Kabupaten Tangerang (Banten) media3.id- Bupati Tangrang, Moch. Maesyal Rasyid membuka kegiatan Monitoring dan Evaluasi (Monev) Koperasi Desa/Kelurahan Merah Putih (KDKMP) Triwulan I Tahun 2026 yang digelar di Aula Dhama Wanita Persatuan (DWP) Kab. Tangerang, Rabu (15/04/26).
Dalam sambutannya, Bupati Maesyal mengatakan bahwa kegiatan Monev tersebut menjadi langkah awal untuk memastikan koperasi berjalan optimal dan tepat sasaran di seluruh wilayah Kabupaten Tangerang. Sebanyak 137 ketua KDKMP mengikuti Monev gelombang pertama, sementara gelombang kedua akan diselenggarakan oleh Dinas Koperasi dan Usaha Mikro. “Hari ini, kami mengundang 137 ketua koperasi merah putih untuk gelombang pertama, nanti gelombang kedua jumlahnya sama,” ujar Bupati Maesyal.
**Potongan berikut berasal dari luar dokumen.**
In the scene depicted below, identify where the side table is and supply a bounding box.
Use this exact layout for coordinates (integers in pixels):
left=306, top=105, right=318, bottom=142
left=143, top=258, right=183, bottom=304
Bupati menjelaskan, Monev ini bertujuan sejauh mana pelaksanaan program KDKMP yang telah mendapatkan dukungan dana serta hambatan apa saja yang dialami. Menurutnya, evaluasi ini penting untuk memastikan koperasi tidak hanya terbentuk secara administratif, namun benar-benar beroperasi dan mampu memberikan manfaat nyata bagi anggota dan masyarakat.
“Kita ingin melihat apakah koperasi yang mendapat dukungan Rp100 juta per desa/kelurahan ini sudah berjalan lancar atau masih ada kendala. Koperasi harus menunjukkan kinerja nyata, berjalan usahanya, dan memberikan manfaat langsung bagi anggota,” tegasnya.
Selain itu, ia mengungkapkan bahwa ia juga menghadirkan sejumlah sumber strategi untuk menjawab kebutuhan dan tantangan yang dihadapi KDKMP. Kehadiran narasumber dan para pemangku kepentingan di sana dapat memberikan solusi konkret yang mampu memperlancar operasional koperasi. “Kita mencari jalan keluarnya bersama, supaya koperasi desa/kelurahan ini bisa terus berjalan tanpa hambatan, khususnya terkait pasokan,” harapnya.
Bupati juga mendorong agar koperasi mampu bekerja sama dan memanfaatkan potensi lokal di wilayah masing-masing, seperti hasil panen pertanian, holtikultura dan hasil peternakan yang dijalankan para petani di wilayah sekitar KDKMP beroperasi.
“Koperasi bisa jalin kerjasama dengan para petani lokal. Kalau ada hasil panen pertanian, hortikultura, ternak ayam atau lele, itu bisa dimanfaatkan koperasi untuk disuplai ke program MBG,” jelasnya.
Ia menambahkan, dengan adanya sinergi dengan petani lokal dan para mitra lainnya diharapkan semakin memperkuat peran koperasi dalam rantai pasok kebutuhan masyarakat. “Dengan adanya sinergi yang kuat, koperasi tidak hanya berjalan, tetapi juga menjadi bagian penting dalam mendukung program pemerintah dan kebutuhan masyarakat,” ujarnya.
Pihaknya juga memastikan bahwa Monev ini akan terus dilakukan secara berkelanjutan agar setiap kendala dapat ditemukan solusinya, sehingga koperasi benar-benar berkembang, mandiri, dan bermanfaat di kemudian hari.
Sementara itu, Kepala Dinas Koperasi dan Usaha Mikro Kabupaten Tangerang, Anna Ratna Maemunah, menyampaikan bahwa monev ini bertujuan untuk memetakan permasalahan yang dihadapi koperasi secara lebih terarah.
“Kegiatan ini bertujuan mengidentifikasi kendala dari aspek kelembagaan, usaha, dan SDM agar dapat ditangani secara tepat,” ujarnya.
Ia menambahkan, hasil evaluasi nantinya akan menjadi dasar dalam persiapan langkah pelatihan ke depan. “Dari hasil ini, kami akan menyusun rekomendasi strategi untuk meningkatkan kinerja dan keinginan koperasi,” jelasnya.
Menurut Anna, proses monev yang dilakukan dirancang interaktif agar solusi dapat ditemukan bersama. “Melalui diskusi, asistensi, dan monitoring, kami harap setiap permasalahan bisa ditindaklanjuti secara konkret,” tutupnya.